Согласно Симондону, индивидуация предполагает систему, полную несовместимости и напряженности. Когда достигается определенный порог, система начинает разрушаться и перестраиваться, прежде чем достичь метастабильности. Чтобы продемонстрировать процесс индивидуации, Симондон часто использовал пример кристаллизации. Рассмотрим сверхнасыщенный раствор хлорида натрия (соли), в котором напряжение между положительными и отрицательными ионами достигает порогового значения. При небольшом внешнем воздействии в растворе начнут образовываться кристаллы, разрешающие напряженность, в то же время будет выделяться тепло, что запустит процесс кристаллизации в других частях раствора. Кристаллизация прекратится, когда система достигнет метастабильного состояния, то есть станет относительно стабильной, но не равновесной (абсолютная стабильность). Кристаллизация – это лишь простейший пример индивидуации физического сущего, и он далеко не всегда может объяснить индивидуацию живого существа или существа, наделенного психикой. Тем не менее это парадигматический пример индивидуации, в которой определяющими факторами являются отношения и система, а не субстанция и форма. Система задает границы, позволяющие изолировать анализ включенных в нее отношений. Индивидуация всегда предполагает наличие в системе напряженности или, точнее, несовместимости. Индивидуация означает обнаружение несовместимостей и их разрешение, позволяющее прийти к метастабильному состоянию. Мы не решимся назвать процесс индивидуации диалектическим, поскольку индивидуация не обязательно диалектична – напротив, диалектика – одна из форм индивидуации.

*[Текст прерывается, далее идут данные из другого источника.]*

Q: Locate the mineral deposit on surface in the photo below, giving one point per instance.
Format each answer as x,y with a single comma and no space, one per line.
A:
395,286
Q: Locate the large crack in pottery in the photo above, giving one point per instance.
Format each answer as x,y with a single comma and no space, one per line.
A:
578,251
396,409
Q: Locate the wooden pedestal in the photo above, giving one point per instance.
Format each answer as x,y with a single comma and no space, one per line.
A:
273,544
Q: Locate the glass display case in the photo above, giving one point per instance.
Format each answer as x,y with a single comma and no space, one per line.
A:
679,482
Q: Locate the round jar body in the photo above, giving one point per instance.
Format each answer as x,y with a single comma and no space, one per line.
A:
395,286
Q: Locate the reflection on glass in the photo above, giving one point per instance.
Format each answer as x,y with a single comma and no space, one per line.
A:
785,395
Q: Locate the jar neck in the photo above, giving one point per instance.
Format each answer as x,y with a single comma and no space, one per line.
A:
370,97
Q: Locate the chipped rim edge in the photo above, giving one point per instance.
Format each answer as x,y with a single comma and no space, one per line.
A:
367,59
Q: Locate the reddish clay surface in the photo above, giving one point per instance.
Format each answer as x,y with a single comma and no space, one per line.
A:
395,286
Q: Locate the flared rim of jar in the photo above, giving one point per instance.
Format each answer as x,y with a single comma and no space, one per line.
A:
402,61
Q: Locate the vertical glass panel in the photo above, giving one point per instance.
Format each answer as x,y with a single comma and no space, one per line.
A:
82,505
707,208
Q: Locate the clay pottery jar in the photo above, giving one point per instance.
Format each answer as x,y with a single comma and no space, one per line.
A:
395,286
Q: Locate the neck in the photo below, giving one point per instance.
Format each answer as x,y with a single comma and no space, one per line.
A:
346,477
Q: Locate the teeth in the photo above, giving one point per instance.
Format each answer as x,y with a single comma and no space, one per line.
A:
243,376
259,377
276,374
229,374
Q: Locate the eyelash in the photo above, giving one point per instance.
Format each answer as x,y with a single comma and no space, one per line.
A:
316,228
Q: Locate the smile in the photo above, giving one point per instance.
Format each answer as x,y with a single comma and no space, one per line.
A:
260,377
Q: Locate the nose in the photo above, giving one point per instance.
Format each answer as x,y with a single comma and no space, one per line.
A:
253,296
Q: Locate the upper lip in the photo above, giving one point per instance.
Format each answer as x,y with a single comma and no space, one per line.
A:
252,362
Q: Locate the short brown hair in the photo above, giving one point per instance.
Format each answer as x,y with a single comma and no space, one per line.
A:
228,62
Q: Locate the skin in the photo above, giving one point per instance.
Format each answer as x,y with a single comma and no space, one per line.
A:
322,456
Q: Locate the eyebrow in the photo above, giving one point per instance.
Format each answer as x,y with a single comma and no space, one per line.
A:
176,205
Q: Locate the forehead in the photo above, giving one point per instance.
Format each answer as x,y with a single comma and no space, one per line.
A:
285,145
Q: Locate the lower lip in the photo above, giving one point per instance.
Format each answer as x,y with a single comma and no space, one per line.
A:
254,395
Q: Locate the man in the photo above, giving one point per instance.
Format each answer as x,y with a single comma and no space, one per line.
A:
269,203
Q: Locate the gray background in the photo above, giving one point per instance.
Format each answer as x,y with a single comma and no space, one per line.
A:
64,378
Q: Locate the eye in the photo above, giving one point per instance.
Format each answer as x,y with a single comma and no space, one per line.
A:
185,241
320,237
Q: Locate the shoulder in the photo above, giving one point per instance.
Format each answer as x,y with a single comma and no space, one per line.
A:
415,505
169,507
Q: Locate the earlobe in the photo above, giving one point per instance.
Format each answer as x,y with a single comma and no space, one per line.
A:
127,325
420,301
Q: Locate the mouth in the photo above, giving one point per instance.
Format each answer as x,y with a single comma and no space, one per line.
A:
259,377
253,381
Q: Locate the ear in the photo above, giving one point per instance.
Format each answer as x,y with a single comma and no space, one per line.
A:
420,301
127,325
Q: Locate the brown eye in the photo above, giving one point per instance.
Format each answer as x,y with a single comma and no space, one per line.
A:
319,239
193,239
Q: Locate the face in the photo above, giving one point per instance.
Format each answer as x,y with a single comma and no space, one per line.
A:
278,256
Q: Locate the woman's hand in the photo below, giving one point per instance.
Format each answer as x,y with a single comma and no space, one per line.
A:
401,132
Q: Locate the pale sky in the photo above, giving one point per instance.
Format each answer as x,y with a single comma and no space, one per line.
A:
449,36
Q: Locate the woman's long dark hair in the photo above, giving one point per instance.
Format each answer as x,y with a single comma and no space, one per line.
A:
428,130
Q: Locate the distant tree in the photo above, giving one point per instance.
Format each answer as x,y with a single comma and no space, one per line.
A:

Пример Симондона дает нам некоторые ключевые элементы для понимания того, что мы здесь называем индивидуацией мышления. Развивая эту тему, мы также хотим дополнить предложенную Симондоном в диссертации «Индивидуация в свете понятий формы и информации» теорию индивидуации, которую он ограничивает уровнями физического сущего (кристаллография), живого существа (современная биология) и психического бытия (юнгианская психология)[156]. Если мы ищем несовместимость (а значит, и различие) между азиатской и европейской мыслью (хотя поиск может не ограничиваться Азией и Европой) на фоне нашей собственной эпохи, то делаем это не с целью эссенциализировать Европу или Азию. Наша цель – определить условия, при которых индивидуация мышления становится возможной.